Machine Learning field is so vast and popular these days that there are a lot of machine learning activities happening in our daily life and soon it will become an integral part of our daily routine. So, have you ever noticed any of those machine learning activities in your everyday life?
  • You know those movie/show recommendations you get on Netflix or Amazon? Machine learning does this for you.
  • How will Uber/Ola verify the worth of your cab ride? How do they minimize the wait time once you hail a car? How do these services optimally match you with different passengers to reduce detours? The answer to any or all these queries is Machine Learning.
  • How will a institution verify if a dealings is dishonorable or not? In most cases, it’s tough for humans to manually review every dealings attributable to its terribly high daily dealings volume. Instead, AI is employed to form systems that learn from the out there information to see what kinds of transactions area unit dishonorable.
  • Ever puzzled what’s the technology behind the self-driving Google car? Again the answer is machine learning.
Now we all know What huge information vs Machine Learning area unit, but to decide which one to use at which place we need to see the difference between both.

Key Differences between Big Data vs Machine Learning

Both data processing and machine learning area unit non moving in information science. They typically run across or area unit confused with one another. They lay every other’s activities and therefore the relationship is best represented as mutualistic. It is not possible to check a future with only 1 of them. But there are still some unique identities that separate them in terms of definition and application. Here’s a glance at a number of the variations between huge information and machine learning and the way they will be used.
1. Usually, big data discussions include storage, ingestion & extraction tools commonly Hadoop. Whereas machine learning is a sub field of Computer Science and/or AI that gives computers the ability to learn without being explicitly programmed. 
2. Big data analytics as the name suggest is the analysis of big data by discovering hidden patterns or extracting information from it. So, in huge information analytics, the analysis is completed on huge information. Machine learning, in straightforward terms, is teaching a machine how to respond to unknown inputs and give desirable outputs by using various machine learning models.
3. Though both big data and machine learning can be set up to automatically look for specific types of data and parameters and their relationship between them big data can’t see the link between existing items of information with constant depth that machine learning will.
4. Normal big data analytics is all about extracting and transforming data to extract information, which then can be used to fed to a machine learning system in order to do further analytics for predicting output results.
5. Big data has got more to do with High-Performance Computing, while Machine Learning is a part of Data Science.
6. Machine learning performs tasks where human interaction doesn’t matter. Whereas, huge information analysis contains the structure and modeling of information which boosts decision-making system therefore need human interaction.
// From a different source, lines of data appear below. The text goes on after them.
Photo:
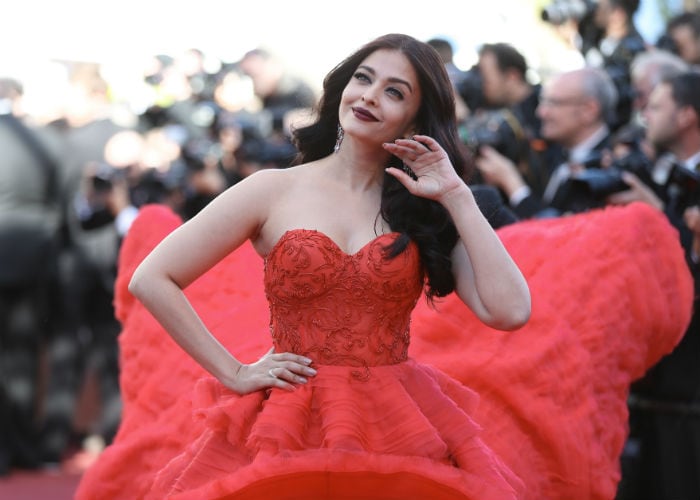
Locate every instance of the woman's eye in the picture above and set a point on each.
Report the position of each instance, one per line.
(395, 92)
(361, 76)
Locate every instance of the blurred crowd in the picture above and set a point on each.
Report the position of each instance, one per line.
(622, 128)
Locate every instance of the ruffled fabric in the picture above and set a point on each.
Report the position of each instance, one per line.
(403, 422)
(611, 296)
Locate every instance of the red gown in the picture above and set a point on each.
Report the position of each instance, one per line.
(461, 412)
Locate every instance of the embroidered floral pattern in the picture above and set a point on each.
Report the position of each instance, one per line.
(341, 309)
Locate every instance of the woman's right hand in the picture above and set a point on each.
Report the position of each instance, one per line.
(283, 370)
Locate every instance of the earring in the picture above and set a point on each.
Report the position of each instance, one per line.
(339, 139)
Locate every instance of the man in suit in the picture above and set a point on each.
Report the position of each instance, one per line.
(575, 109)
(663, 452)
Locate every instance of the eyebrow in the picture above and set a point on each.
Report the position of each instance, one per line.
(391, 79)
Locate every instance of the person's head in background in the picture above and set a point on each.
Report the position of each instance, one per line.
(576, 104)
(684, 31)
(672, 116)
(503, 74)
(648, 69)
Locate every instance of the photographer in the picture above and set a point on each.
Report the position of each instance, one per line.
(683, 30)
(575, 108)
(663, 452)
(608, 39)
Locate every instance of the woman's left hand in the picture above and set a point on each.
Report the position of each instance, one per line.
(435, 175)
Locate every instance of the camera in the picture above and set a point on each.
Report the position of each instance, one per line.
(470, 88)
(499, 129)
(561, 11)
(103, 176)
(590, 187)
(683, 188)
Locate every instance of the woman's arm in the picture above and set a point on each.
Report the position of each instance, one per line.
(189, 251)
(487, 278)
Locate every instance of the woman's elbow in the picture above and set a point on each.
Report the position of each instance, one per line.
(515, 317)
(137, 283)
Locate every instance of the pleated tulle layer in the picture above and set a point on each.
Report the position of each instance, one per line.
(611, 295)
(406, 420)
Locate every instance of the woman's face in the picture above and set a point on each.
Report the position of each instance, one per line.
(381, 100)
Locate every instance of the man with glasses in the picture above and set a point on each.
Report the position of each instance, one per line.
(575, 109)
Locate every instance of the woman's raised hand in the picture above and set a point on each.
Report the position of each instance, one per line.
(435, 175)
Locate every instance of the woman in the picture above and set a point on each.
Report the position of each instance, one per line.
(375, 212)
(372, 423)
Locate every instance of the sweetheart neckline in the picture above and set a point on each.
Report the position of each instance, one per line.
(288, 232)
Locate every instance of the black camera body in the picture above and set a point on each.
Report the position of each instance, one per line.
(590, 187)
(683, 188)
(499, 129)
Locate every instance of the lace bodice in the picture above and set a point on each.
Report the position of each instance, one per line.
(341, 309)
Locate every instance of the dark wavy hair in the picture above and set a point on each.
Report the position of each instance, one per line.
(424, 221)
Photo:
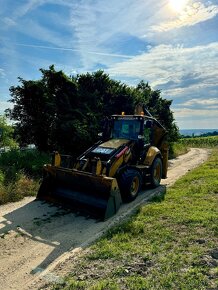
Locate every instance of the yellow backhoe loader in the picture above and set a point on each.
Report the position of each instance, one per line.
(132, 152)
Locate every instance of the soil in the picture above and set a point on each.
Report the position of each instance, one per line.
(38, 240)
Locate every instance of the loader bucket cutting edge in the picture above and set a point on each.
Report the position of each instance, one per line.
(97, 195)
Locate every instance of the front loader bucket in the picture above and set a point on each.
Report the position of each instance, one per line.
(97, 195)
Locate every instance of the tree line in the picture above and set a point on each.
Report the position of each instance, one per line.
(60, 112)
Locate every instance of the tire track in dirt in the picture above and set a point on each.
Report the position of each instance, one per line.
(38, 239)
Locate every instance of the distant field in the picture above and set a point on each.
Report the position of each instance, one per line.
(207, 142)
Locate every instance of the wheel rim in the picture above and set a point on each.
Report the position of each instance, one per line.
(157, 172)
(135, 186)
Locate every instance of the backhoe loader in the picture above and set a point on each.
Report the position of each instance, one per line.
(132, 152)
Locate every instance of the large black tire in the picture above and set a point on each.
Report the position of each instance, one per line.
(156, 172)
(130, 182)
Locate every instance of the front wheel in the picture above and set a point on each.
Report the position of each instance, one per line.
(156, 172)
(130, 183)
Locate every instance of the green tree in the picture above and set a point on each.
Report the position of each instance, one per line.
(6, 134)
(59, 112)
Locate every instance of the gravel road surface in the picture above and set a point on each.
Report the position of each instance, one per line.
(37, 237)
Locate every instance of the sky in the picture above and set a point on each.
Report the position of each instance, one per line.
(172, 45)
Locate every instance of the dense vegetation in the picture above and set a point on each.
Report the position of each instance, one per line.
(167, 245)
(6, 134)
(65, 112)
(202, 142)
(20, 173)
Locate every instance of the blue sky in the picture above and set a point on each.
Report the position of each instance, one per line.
(171, 44)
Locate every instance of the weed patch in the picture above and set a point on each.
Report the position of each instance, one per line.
(167, 245)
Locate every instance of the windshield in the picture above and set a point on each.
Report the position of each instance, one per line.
(126, 129)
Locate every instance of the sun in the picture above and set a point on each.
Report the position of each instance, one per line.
(178, 5)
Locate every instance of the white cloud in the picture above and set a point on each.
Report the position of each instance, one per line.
(190, 113)
(167, 63)
(193, 14)
(213, 102)
(4, 105)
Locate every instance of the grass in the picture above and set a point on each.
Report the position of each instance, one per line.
(20, 173)
(171, 244)
(183, 145)
(200, 142)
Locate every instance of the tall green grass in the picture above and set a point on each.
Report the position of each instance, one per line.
(167, 245)
(182, 145)
(200, 142)
(20, 173)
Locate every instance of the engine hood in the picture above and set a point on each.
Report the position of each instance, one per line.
(114, 143)
(106, 149)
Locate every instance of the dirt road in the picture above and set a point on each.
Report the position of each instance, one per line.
(36, 237)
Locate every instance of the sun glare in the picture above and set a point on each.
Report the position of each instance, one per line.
(178, 5)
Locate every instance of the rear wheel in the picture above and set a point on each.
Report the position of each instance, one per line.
(130, 183)
(156, 172)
The Future of Big Data vs Machine Learning


By 2020, our accumulated digital universe of information can grow from 4.4 zettabytes to 44 zettabytes, as reported by Forbes. We’ll conjointly produce 1.7 megabytes of new information every second for every human being on the planet.
We’re simply scratching the surface of what huge information and machine learning area unit capable of. Instead of specializing in their variations, they both concern themselves with the same question: “How we can learn from data? ” At the top of the day, the sole issue that matters is however we tend to collect information and the way will we tend to learn from it to create future-ready solutions.